In an unexpected move, the People's Bank of China temporarily raised reserve requirements for six large commercial banks to control liquidity and stabilize the economy that has seen greater inflows from abroad.
The new rules will increase the ratio by 50 basis points and will remain in place for two months from their current level of 17 percent for the largest banks and 15 percent for smaller institutions, according to a Reuters report.
Analysts say the move is aimed at maintaining the current momentum in the economy as the government has taken measures to control the real estate market in order to avoid asset bubbles. There are no speculations about an increase in interest rates in the short term but the Yuan may see a surge, according to some experts with insider information about the Chinese economy.
The decision had a positive impact on the Shanghai Composite Index as it closed at 2.5 percent higher today, after seeing up to 3.1 percent gains on Oct. 8. Investors are rushing to invest in the Chinese economy as the Yuan's appreciating values have boosted their confidence.

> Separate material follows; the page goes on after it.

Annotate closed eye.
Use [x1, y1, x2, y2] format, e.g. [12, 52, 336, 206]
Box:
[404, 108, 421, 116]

The central bank's governor Zhou Xiaochuan said Oct. 8 in Washington that the existing monetary policy tools had adequate impacts despite the fact that inflation reached 3.5 percent in August, the highest in 22 months. He hinted that China might keep rates at crisis lows; the current one-year lending rate is estimated to be around 5.31 percent.
The central bank has not yet released the lending data and estimates of the country's foreign exchange reserves for the month of September.